Crawford, 20, a Cuesta College sophomore, was kidnapped March 12 from her duplex near downtown. Newhouse, 20, a junior at Cal Poly San Luis Obispo, was assaulted Nov. 12 as she walked home from a party at a local bar. Her blood was found on the nearby Jennifer Street Bridge.
Police have been tight-lipped about details of the investigation, including what led them to Krebs and how he might have known the victims.
Krebs, a 33-year-old registered sex offender, has not been charged with any crimes related to the cases of the dead women. Instead, he has been in custody since March 20 on possession of a simulated weapon and alcohol--both parole violations. Police say murder charges are imminent.
"I don't have to rush out and arrest him. He's already in jail," Capt. Bart Topham said Saturday.
Until he was named the "sole suspect," Krebs certainly didn't come across as someone who was hiding a criminal past.
He moved to the community eight months ago, not long after serving 10 years in a state prison for rape, sodomy, assault and three burglaries. Krebs was living in a home in Davis Canyon, a remote area behind Avila Beach.
He was employed full time at an 84 Lumber store and socialized with co-workers at a couple of local watering holes.
After work, he often sat on a tavern patio with his pit bull, Buddy. Sometimes his 23-year-old girlfriend--who Krebs said was pregnant with his child--came along too.

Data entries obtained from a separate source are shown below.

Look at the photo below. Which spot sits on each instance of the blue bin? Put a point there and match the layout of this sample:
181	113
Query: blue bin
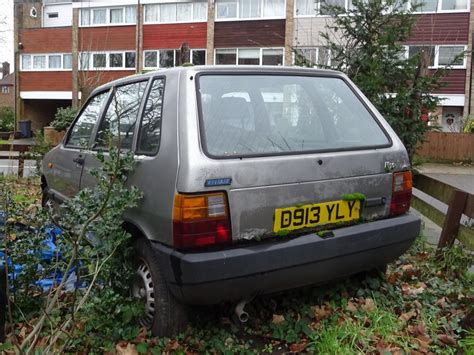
25	128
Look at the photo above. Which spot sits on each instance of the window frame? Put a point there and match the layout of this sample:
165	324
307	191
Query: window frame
65	141
437	47
95	131
141	115
107	16
202	135
158	20
439	9
238	18
46	68
107	66
243	48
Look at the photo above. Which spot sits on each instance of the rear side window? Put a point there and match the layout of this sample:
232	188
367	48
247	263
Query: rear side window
245	115
150	129
121	116
82	129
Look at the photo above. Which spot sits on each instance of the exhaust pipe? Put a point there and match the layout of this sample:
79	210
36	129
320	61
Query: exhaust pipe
240	312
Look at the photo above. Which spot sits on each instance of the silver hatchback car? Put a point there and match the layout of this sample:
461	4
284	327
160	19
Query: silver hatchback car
255	180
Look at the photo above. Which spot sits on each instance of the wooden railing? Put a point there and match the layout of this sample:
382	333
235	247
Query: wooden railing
459	203
21	149
447	146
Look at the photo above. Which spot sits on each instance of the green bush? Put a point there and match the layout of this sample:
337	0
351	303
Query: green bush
63	118
7	119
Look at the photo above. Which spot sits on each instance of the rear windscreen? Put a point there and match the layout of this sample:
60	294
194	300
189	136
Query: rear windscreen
245	115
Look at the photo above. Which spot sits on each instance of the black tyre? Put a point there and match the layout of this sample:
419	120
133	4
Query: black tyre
163	314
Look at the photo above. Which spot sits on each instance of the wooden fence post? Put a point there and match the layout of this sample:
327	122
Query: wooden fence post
3	303
452	220
21	165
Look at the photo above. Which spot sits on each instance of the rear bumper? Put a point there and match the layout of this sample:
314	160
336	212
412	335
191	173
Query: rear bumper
243	271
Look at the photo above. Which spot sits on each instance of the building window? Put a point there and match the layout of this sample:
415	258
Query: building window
272	57
107	61
67	61
176	12
441	56
26	62
313	56
39	62
306	7
99	16
451	55
249	56
45	62
243	9
166	58
108	16
450	5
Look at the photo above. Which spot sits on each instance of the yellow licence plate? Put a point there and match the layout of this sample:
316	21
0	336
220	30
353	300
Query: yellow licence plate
308	216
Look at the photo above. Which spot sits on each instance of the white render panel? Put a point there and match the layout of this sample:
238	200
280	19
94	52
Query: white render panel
64	15
307	31
46	95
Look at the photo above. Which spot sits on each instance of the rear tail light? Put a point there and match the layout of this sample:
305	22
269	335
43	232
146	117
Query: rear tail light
200	220
401	193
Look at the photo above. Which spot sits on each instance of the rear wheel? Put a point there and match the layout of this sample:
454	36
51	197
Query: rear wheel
163	314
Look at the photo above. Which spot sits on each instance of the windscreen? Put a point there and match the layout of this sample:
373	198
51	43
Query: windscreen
248	115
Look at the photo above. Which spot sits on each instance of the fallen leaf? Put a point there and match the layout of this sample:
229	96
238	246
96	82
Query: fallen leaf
278	319
368	305
351	306
408	315
423	342
447	340
321	312
442	302
393	277
298	347
124	348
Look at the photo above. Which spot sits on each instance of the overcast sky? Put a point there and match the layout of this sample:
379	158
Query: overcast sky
6	31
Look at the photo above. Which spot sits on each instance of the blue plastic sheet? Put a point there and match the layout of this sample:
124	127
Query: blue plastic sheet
48	253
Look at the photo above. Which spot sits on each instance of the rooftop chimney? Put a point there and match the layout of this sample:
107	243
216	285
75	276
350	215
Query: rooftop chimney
5	69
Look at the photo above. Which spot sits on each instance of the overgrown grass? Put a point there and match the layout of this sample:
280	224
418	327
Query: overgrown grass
416	307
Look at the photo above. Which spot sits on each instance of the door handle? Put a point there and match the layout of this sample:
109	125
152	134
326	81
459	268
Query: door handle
79	160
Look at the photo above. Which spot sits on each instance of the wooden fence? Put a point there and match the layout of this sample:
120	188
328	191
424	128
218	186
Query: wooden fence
459	203
21	149
447	146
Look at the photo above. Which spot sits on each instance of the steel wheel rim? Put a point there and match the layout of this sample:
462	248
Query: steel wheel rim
143	290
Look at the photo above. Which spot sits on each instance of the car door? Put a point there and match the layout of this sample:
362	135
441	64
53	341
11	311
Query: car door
64	164
118	124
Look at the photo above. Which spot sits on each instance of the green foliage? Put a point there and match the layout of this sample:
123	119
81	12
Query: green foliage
367	46
63	118
93	245
7	119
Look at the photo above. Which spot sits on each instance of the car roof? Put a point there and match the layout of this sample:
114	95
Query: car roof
267	69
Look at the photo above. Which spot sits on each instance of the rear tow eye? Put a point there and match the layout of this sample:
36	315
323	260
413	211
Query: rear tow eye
326	234
242	316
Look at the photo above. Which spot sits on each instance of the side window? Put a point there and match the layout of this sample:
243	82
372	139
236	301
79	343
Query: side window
82	129
150	129
121	116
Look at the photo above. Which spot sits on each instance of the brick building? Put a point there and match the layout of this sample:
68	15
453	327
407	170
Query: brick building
7	86
66	48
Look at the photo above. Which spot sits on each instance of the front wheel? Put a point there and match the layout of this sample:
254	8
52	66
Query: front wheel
163	314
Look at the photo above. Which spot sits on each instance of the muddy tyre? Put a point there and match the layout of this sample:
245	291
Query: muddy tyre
163	314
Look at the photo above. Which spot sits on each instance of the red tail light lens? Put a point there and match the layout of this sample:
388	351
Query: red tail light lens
401	193
200	220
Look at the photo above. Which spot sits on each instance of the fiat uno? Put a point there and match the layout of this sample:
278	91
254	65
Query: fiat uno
255	180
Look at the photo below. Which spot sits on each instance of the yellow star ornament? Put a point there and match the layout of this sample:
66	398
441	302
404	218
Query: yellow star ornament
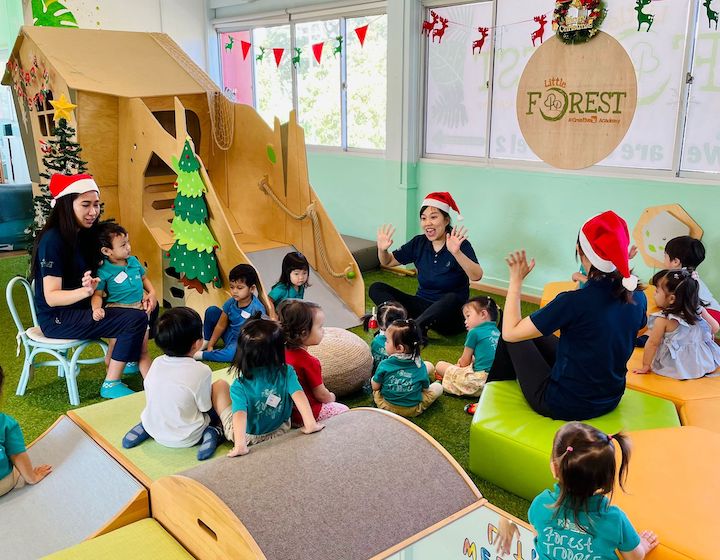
63	108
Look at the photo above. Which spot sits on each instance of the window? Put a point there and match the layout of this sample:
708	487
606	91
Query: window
673	121
340	101
456	111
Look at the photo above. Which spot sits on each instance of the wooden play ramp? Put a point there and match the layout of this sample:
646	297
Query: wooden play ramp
87	494
367	482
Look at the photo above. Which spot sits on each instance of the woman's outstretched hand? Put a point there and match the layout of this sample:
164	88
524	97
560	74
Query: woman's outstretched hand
454	239
384	238
519	266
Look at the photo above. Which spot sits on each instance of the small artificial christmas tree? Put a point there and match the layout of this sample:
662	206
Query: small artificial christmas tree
193	253
61	154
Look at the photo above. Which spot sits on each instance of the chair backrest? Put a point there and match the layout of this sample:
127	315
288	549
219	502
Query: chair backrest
11	302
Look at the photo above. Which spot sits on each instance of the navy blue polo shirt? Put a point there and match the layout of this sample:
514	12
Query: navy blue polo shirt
51	261
598	333
438	273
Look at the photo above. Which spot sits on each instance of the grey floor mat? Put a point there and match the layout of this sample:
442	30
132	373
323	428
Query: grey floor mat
86	489
337	314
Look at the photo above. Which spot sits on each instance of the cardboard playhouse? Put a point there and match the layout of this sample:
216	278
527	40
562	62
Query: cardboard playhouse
138	97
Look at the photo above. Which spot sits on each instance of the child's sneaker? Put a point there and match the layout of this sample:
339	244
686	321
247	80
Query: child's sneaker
131	368
135	436
114	390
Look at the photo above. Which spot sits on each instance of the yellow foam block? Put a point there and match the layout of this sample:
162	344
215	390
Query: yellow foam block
701	413
673	489
675	390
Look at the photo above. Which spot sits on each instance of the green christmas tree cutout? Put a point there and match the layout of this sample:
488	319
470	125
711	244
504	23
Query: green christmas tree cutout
193	253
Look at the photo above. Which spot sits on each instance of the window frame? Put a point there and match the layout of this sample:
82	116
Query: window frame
299	16
676	171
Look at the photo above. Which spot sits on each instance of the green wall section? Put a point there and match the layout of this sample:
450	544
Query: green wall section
506	209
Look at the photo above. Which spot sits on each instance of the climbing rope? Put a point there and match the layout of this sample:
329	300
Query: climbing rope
310	212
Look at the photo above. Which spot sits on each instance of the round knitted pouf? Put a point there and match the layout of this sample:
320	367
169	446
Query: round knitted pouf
345	359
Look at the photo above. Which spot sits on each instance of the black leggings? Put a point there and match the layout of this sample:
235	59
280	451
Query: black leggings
444	315
530	362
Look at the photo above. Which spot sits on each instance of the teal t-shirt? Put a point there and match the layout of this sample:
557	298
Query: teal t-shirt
402	380
377	349
282	291
483	341
11	442
609	529
252	396
122	284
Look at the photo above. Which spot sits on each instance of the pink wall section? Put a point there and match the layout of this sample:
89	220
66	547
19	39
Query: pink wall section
237	73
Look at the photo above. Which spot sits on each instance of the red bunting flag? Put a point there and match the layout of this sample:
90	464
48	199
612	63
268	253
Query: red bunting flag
246	48
361	32
317	51
278	56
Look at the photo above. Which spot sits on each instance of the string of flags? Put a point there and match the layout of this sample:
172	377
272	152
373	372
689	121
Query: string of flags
317	48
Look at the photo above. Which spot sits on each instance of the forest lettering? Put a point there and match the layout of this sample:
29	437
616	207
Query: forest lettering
556	102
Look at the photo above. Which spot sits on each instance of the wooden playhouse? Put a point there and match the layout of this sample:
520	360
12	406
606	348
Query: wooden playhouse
138	96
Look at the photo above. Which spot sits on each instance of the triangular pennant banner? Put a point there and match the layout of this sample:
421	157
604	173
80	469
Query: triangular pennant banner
361	32
317	51
278	56
246	48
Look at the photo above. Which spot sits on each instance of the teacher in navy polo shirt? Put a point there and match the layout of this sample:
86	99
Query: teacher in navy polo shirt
581	375
445	263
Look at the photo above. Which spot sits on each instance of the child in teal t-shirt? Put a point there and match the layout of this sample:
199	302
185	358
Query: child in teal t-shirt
293	280
579	518
258	404
467	377
386	313
15	465
400	383
123	283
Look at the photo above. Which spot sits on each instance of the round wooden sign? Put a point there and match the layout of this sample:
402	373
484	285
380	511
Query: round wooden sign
576	102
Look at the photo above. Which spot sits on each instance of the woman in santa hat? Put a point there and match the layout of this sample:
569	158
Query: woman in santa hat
445	263
64	260
581	375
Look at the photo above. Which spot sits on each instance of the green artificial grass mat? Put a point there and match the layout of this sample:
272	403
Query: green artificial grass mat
46	396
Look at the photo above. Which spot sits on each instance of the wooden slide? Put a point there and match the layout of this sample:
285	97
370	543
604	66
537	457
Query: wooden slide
258	198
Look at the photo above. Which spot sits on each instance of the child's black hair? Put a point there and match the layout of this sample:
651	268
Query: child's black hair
108	231
261	344
680	283
246	274
387	312
406	333
294	260
485	303
688	250
296	317
177	330
584	459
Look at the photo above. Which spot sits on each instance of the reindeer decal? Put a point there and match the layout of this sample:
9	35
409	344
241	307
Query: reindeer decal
481	41
642	17
538	33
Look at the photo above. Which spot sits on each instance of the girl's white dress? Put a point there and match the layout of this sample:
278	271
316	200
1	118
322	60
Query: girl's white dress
688	352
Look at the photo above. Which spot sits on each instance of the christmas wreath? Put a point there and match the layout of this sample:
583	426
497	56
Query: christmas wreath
582	28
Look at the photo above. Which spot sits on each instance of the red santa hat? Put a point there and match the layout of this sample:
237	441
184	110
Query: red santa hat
442	200
605	240
61	185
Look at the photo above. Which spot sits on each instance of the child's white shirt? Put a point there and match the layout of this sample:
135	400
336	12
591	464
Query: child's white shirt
177	393
707	297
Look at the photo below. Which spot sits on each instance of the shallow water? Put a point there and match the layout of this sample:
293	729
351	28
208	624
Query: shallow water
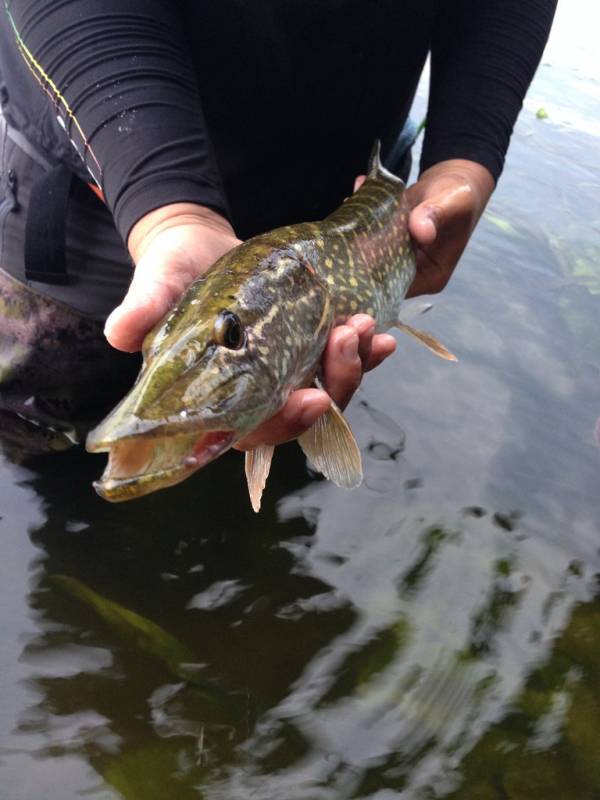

Eric Wilkins, a 22-year-old Cal Poly student who lives near the tavern, said he often saw Krebs there, especially Tuesday nights, when beers are 25 cents. "He seemed like a nice guy," he said.
Maggie Romweber, a 23-year-old Cal Poly senior, remembers seeing Krebs in town. Like many residents, Romweber found it disturbing that the prime suspect could live in the community without raising much suspicion.
Krebs moved to Davis Canyon from Atascadero, just 15 miles north of San Luis Obispo. He moved out after residents circulated letters revealing that he was a convicted sexual predator.
Most neighbors forgot Krebs until the FBI started interviewing them on April 5 about his activities there. They also seemed interested in talking to teenage girls, said Tami Sarvis, who had lived across the street from Krebs.
"They showed me pictures of him. . . . They asked if I had ever had a problem with him," said Sarvis' 13-year-old daughter, who asked not to be identified.
Bobbi Cole, 37, started a campaign to get rid of Krebs after receiving a tip from a friend that there might be a rapist in the neighborhood. "I went to the Atascadero Police Department and looked it up under Megan's Law," Cole said, referring to state law allowing the public access to the registry of sex offenders.
Diane Morgan, 51, quickly put out a letter with Krebs' picture to all the neighbors.
"I'm so happy that we got rid of him," Morgan said. "But I'm honestly physically sick over what has happened. I feel . . . we didn't do enough. We should have tried to figure out where he moved. When Rachel Newhouse was kidnapped, I couldn't help wonder if it was Rex. We all wondered about it."
Shelly Dye, 31, remembered how after the FBI went through the neighborhood, Krebs' girlfriend went to residents saying he needed a character reference to get out of jail on his parole violation.
"It was so strange," Dye said. "She went around to all of us saying she didn't want to raise her baby alone. When she came here, I told her she was nuts. I said, 'Give that baby half a chance and raise it yourself.' "
Krebs' girlfriend, though, was apparently not aware of his alleged involvement with the disappearances of Crawford and Newhouse.
"Leave her out of this," Krebs told The Bee. "She doesn't know anything."